A combinational device with multiple inputs but only one output is called a logic gate .
The NAND gate is just one of many possible gates that we will encounter in this course. We will learn that in the next notes.
Timing Specifications of Combinational Logic Devices
Recall that combinational devices have timing specifications that tells us the upper bound required propagation time to compute the specified output given a set of valid and stable input values.
Propagation Delay $t_{pd}$
So far we haven’t discussed about this term called propagation delay, which is specification that a combinational logic device must have.
The propagation delay, denoted as $t_{pd}$ is defined as follows:
Assume the output of a device is initially invalid. The propagation delay is the time taken for the device to produce a valid output, measured the moment it was given a valid input.
The effective $t_{pd}$ of an entire circuit is the maximum cumulative propagation delay over all paths from inputs to outputs in the combinational logic circuit.
The intuition behind why t$_{pd}$ is calculated as the maximum cumulative propagation delay over all paths:
- Each component (gates, made up of FETS in CMOS arrangements) in the combinational logic circuit must wait for one another to produce a valid overall output.
- All components have to produce valid results before final output (the last logic gate in the circuit) can be produced.
Contamination delay $t_{cd}$
Another timing specification that is typically measured an indicated on a combinational logic device is the contamination delay.
The contamination delay denoted as $t_{cd}$ is defined as follows:
Assume the output of a device is initially valid.

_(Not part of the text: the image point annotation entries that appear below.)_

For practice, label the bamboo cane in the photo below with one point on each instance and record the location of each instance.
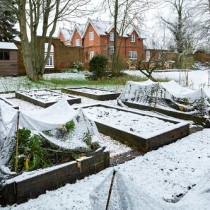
(17, 142)
(110, 190)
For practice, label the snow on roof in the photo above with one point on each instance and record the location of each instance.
(8, 46)
(67, 33)
(103, 27)
(80, 28)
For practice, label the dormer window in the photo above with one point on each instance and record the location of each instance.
(91, 35)
(111, 36)
(133, 38)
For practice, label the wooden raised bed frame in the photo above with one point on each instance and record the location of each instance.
(180, 115)
(138, 142)
(102, 97)
(19, 191)
(71, 100)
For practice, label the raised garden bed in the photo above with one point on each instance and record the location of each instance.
(140, 131)
(177, 114)
(45, 98)
(97, 94)
(9, 103)
(32, 184)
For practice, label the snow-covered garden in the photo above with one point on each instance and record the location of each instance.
(175, 176)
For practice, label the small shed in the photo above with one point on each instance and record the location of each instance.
(8, 59)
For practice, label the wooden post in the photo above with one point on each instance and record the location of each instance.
(110, 190)
(17, 143)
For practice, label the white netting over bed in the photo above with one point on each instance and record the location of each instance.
(50, 123)
(126, 196)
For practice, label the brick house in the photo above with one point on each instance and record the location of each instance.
(98, 38)
(65, 36)
(77, 35)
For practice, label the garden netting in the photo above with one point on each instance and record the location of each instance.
(48, 123)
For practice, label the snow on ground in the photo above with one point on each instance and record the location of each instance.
(164, 174)
(75, 76)
(196, 79)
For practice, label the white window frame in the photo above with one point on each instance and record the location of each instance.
(77, 42)
(50, 61)
(133, 54)
(91, 35)
(111, 36)
(91, 54)
(133, 38)
(148, 55)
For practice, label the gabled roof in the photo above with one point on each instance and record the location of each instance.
(80, 28)
(8, 46)
(100, 26)
(103, 27)
(67, 33)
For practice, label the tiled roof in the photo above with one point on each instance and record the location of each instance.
(67, 33)
(104, 27)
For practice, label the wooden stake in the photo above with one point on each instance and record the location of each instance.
(110, 190)
(17, 143)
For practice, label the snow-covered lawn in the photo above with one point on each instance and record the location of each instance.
(196, 79)
(164, 175)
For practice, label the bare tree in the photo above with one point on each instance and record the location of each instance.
(147, 68)
(40, 15)
(200, 13)
(179, 27)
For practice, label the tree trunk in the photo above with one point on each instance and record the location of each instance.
(114, 60)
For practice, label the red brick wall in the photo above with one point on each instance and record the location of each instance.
(100, 45)
(76, 36)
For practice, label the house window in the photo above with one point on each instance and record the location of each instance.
(50, 62)
(111, 36)
(91, 35)
(132, 54)
(111, 49)
(147, 56)
(4, 55)
(91, 54)
(77, 42)
(133, 38)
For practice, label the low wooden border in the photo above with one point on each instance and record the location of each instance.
(22, 96)
(180, 115)
(141, 143)
(18, 191)
(104, 97)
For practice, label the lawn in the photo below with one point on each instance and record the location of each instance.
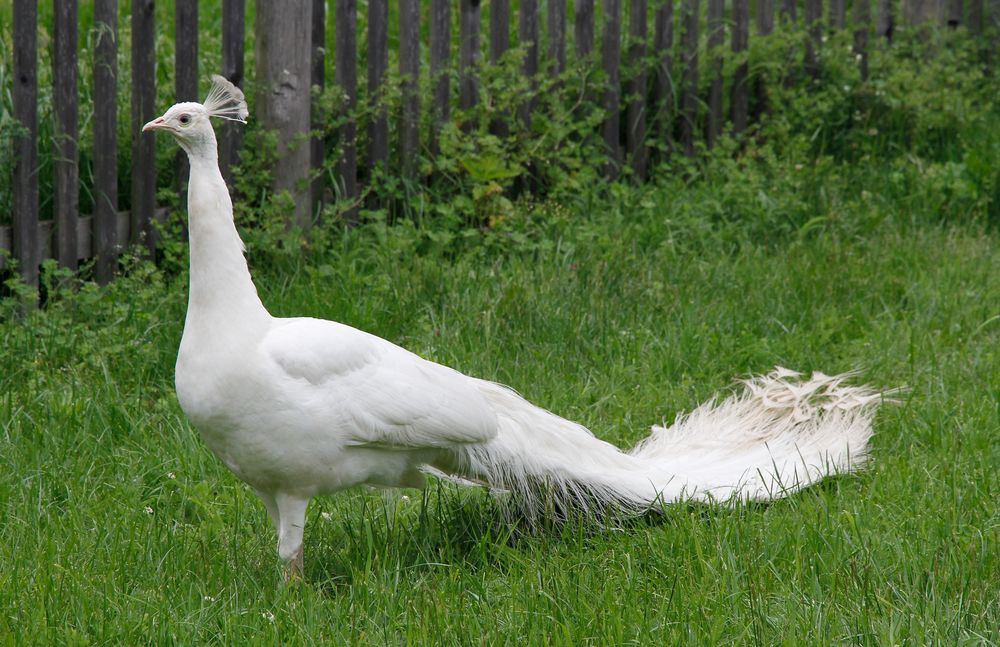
(619, 311)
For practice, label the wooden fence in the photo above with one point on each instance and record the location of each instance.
(68, 237)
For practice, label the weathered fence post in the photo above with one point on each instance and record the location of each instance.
(378, 64)
(231, 134)
(814, 16)
(317, 153)
(409, 70)
(26, 113)
(468, 54)
(862, 22)
(716, 37)
(765, 27)
(689, 82)
(499, 44)
(440, 55)
(740, 42)
(557, 36)
(185, 68)
(611, 55)
(635, 112)
(499, 29)
(283, 58)
(105, 223)
(346, 72)
(143, 110)
(528, 35)
(66, 103)
(663, 83)
(584, 28)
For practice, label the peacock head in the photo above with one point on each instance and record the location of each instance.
(190, 122)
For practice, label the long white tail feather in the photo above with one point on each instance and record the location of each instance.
(779, 434)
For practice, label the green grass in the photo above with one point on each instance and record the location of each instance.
(119, 527)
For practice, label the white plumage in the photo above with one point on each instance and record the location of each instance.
(301, 407)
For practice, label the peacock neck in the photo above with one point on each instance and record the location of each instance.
(223, 299)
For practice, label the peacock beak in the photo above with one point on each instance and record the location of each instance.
(157, 124)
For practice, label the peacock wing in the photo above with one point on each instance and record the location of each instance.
(388, 395)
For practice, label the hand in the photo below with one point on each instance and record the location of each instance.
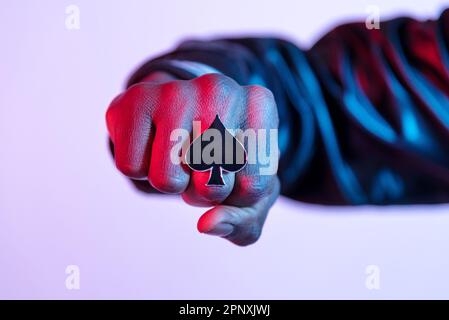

The contamination delay is the time taken for the device to produce an invalid output, measured from the moment it was given an invalid input.
The effective $t_{cd}$ of an entire circuit is the minimum cumulative contamination delay over all paths from inputs to outputs in the combinational logic circuit.
The intuition behind why t$_{cd}$ is calculated as the minimum cumulative contamination delay over all paths:
- It takes the fastest route to propagate invalid signal and
- Finally contaminates ANY output (to be invalid, when it was initially valid).
Exercise
Complementary pull-up (made up of PFETs) and pull-down circuits (made up of NFETs) form a CMOS gate. With these gates, we can form a combinational logic circuit, example as shown:
Given the $t_{pd}$ and $t_{cd}$ for the NAND gate: $t_{pd} = 4 ns$, $t_{cd}=1ns$, we can find that:
- The overall $t_{pd}$ of the circuit is $12 ns$ (the path in red)
- The overall $t_{cd}$ of the circuit is $2 ns$ (the path in blue)
## Summary
We begin the chapter by understanding how a MOSFET can be used as the most basic building block (element) in digital circuits. There are two types of FETs, namely NFET and PFET, that can be “activated” (switched on) or “deactivated” (switched off) using proper voltages supplied at its gate.
It takes time for these FETs to work, e.g: reacting to the input voltage at its gate and establish a (low or high) voltage value at its drain. Therefore it is important to specify the timing specifications of a combinational logic device so that users may know how long the device takes to react (to a new valid input, or to an invalid input).
Note: knowing how long the combinational device takes to react (at most) tells us how often (e.g: at what rate) can we supply new inputs to the device, and how fast the device can process/compute a batch of input values.
We can assemble a few FETs to implement any truth table or Boolean functions (we will learn this more in next chapter), hence creating combinational logic devices. A specific type of combinational logic devices that has one output bit is called as gate. There are many types of gates, depending on the Boolean function that’s realised. Then, an even larger combinational logic circuits (that realises more complicated Boolean functions) can be created by assembling many of these gates together.
You will try this in Lab 2, where you are tasked to build an combinational logic circuit called the adder.